I solved a distributed queue problem after 15 years

36 pointsposted 5 days ago
by jedberg

19 Comments

na4ma4

2 days ago

The article is interesting, but what does the title have to do with it ?

> What we really needed to make distributed task queueing robust are durable queues ...

> Durable queues were rare when I was at Reddit, but they’re more and more popular now.

It sounds like the answer was known at the time but there wasn't the resources to solve it ?

jedberg

2 days ago

Back then, you couldn't build a performant queue in a database without a huge number of resources, both hardware wise and people wise. That's why only huge enterprises were using them then.

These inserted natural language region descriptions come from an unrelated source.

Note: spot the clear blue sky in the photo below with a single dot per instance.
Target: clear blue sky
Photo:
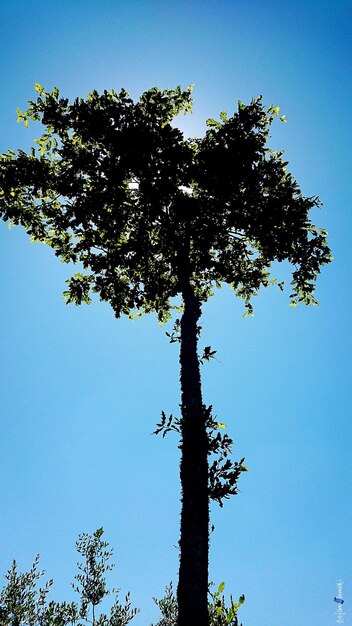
(81, 392)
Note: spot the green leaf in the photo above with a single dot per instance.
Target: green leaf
(213, 123)
(221, 588)
(39, 88)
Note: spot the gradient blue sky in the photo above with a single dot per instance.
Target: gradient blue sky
(81, 392)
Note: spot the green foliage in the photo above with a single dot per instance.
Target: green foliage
(22, 603)
(223, 471)
(112, 185)
(219, 614)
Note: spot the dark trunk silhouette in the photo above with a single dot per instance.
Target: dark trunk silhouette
(194, 542)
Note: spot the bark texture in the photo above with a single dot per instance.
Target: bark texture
(192, 592)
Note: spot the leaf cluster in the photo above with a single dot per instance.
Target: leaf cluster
(224, 472)
(111, 184)
(219, 613)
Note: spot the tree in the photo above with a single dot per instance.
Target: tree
(22, 603)
(152, 216)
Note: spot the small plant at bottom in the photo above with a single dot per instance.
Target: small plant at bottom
(22, 603)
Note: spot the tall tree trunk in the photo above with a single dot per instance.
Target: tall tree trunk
(192, 592)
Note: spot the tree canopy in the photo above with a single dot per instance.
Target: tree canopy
(113, 185)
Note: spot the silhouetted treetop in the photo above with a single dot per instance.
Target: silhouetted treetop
(113, 185)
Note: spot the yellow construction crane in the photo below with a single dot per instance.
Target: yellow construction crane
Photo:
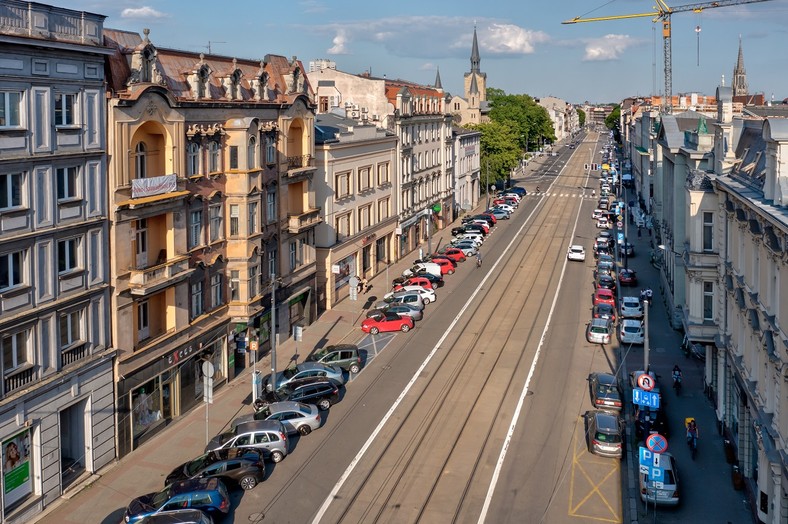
(662, 12)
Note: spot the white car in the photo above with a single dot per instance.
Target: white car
(631, 331)
(631, 307)
(577, 253)
(428, 296)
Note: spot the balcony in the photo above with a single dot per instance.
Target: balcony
(298, 223)
(147, 281)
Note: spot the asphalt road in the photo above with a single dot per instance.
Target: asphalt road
(475, 414)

Only recently (last decade or so), has the performance of an open source database on modest hardware caught up to the alternatives.

belZaah

2 days ago

I was architecture team lead at Skype 2005-2011 and persistent queues were the only ones around. Basically, because they knew how to scale databases, our DBA team (Hannu Krosing comes to mind) built queues into and on top of Postgres. It happened not just at Skype, too: eBay guys (Dan Prichett in particular) had built a very cool Oracle-based queue solution. Scaling persistent queues seems to be something that needs to be reinvented periodically. Maybe it’s too nuanced of a problem?

jedberg

2 days ago

I actually worked on security for Skype in 2005/2006. And I knew Dan at eBay too.

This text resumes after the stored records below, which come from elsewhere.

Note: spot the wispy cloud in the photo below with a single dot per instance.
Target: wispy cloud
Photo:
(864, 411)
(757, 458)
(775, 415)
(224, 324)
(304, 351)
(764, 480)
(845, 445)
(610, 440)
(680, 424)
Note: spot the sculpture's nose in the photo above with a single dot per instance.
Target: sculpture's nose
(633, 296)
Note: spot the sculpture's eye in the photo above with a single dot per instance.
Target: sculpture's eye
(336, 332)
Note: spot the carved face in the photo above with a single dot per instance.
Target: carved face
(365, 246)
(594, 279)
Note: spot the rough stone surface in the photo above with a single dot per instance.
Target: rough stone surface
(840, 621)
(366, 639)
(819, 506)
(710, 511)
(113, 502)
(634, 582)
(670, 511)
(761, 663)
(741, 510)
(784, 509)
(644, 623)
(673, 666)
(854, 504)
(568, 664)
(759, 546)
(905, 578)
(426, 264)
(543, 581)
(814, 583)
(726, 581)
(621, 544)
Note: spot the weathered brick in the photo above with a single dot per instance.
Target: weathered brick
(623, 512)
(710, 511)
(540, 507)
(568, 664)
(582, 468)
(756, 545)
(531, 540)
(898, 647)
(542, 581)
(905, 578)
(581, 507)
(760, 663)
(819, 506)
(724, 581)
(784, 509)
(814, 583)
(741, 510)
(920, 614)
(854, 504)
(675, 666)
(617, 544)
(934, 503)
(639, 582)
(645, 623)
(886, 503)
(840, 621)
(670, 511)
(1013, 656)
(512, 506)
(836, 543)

Using databases for queues isn't a new idea, but a couple things make it different now. One is that I think this is the first time a solution has been open-sourced (not 100% sure on that).

And two, Postgres added SKIP LOCKED in 9.5 (around 2016), which was the performance unlock to make this work without needing a whole DBA team like Skype had.

fmajid

a day ago

Skytools/PgQ was amazing technology that made clever use of Postgres MVCC to provide a high performance transactional message queue. But yes, it was not low-touch to administer.

arthurcolle

2 days ago

is this referring to Dan Tarman?

sshine

11 hours ago

GP wrote Dan Prichett.

BSVogler

2 days ago

This article resonated with my experience building what was essentially a distributed task queue using Redis+PostgreSQL with Python workers in Kubernetes. It seems like these systems naturally evolve different patterns based on their specific use cases. The logic of our queue was intertwined with a rule engine. I wrote about building a rule engine here [1]. Another difference to this article is that it did not report back to the client as the events were delivered via web hooks.

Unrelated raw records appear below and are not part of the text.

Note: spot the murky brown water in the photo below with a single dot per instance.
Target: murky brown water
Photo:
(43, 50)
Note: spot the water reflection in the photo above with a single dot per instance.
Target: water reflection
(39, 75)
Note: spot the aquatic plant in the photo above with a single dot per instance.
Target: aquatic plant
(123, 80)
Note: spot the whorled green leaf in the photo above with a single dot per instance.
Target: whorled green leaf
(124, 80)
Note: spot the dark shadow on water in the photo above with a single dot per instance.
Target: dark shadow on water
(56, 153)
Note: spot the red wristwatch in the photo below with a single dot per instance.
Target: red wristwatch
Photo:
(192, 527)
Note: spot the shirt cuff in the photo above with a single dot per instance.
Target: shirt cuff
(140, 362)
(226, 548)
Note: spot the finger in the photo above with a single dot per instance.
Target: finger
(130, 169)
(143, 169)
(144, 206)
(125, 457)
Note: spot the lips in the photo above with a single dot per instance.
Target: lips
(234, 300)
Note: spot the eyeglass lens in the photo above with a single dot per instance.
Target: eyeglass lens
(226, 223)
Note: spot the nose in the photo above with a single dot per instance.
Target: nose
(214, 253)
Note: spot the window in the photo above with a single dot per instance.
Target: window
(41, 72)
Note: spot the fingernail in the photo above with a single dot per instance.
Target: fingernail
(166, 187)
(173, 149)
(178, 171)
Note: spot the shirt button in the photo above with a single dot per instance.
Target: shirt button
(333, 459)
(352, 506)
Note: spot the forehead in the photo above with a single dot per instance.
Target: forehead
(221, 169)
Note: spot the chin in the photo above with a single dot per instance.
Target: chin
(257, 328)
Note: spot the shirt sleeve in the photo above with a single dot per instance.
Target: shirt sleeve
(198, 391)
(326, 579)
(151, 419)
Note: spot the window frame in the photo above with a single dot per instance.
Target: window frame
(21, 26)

There are some different approaches here and there which come from making it application specific, e.g. we added a periodic reconciliation check. I also built a debouncer into the queue to give special treatment to burst in the load.

[1] https://blog.benediktsvogler.com/blog/building-a-distributed...

asplake

2 days ago

I know from firsthand experience that there were investment banks doing this at least as early as the mid 1990s - on top of Sybase in the particular case I have in mind. Perhaps not the best performance, but it was trivially easy to inspect, and you could integrate with other database features, for example stored procedures.

fmajid

a day ago

Back when I worked for France Telecom circa 1996–99, Sybase Replication Server was the fastest message queue we tested for transporting billing events, by a wide margin, in a way that predated Postgres logical replication by 3 decades.

noident

2 days ago

Hi, OP. Any thoughts on why to prefer using your OLTP for queueing as opposed to Kafka? In my mind it would be a drop in ease of observability (though there is still KSQL and a number of UI wrappers) in exchange for much better performance. I'm interested if you had other reasons.

KraftyOne

a day ago

Observability is a big advantage, another advantage (in the context of DBOS specifically) is integration with durable workflows, so you can write a large workflow that enqueues and manages many smaller tasks.

redditor98654

2 days ago

From what I recall, Reddit uses AWS extensively. Could they not have replaced RabbitMQ with SQS? You get the near unlimited horizontal scalability, extremely good uptime, guaranteed at least once message delivery and for the case of a worker crash, the messages will become visible again after the visibility timeout (since they wouldn’t have been deleted by the worker).

jedberg

2 days ago

SQS could not handle the volume or latency requirements we had, and it was too expensive compared to running it ourselves at the time.

4ndrewl

2 days ago

I think there is a hard limit on the number of in-flight requests (that is items that have been dequeued by a worker, but whose job has not been completed). I wouldn't be surprised if Reddit hit those sorts of volumes.

_1tan

10 hours ago

We're a MySQL/Hibernate shop. Anything similar possible with that stack?

yencabulator

a day ago

Utterly content-free marketing blogspam.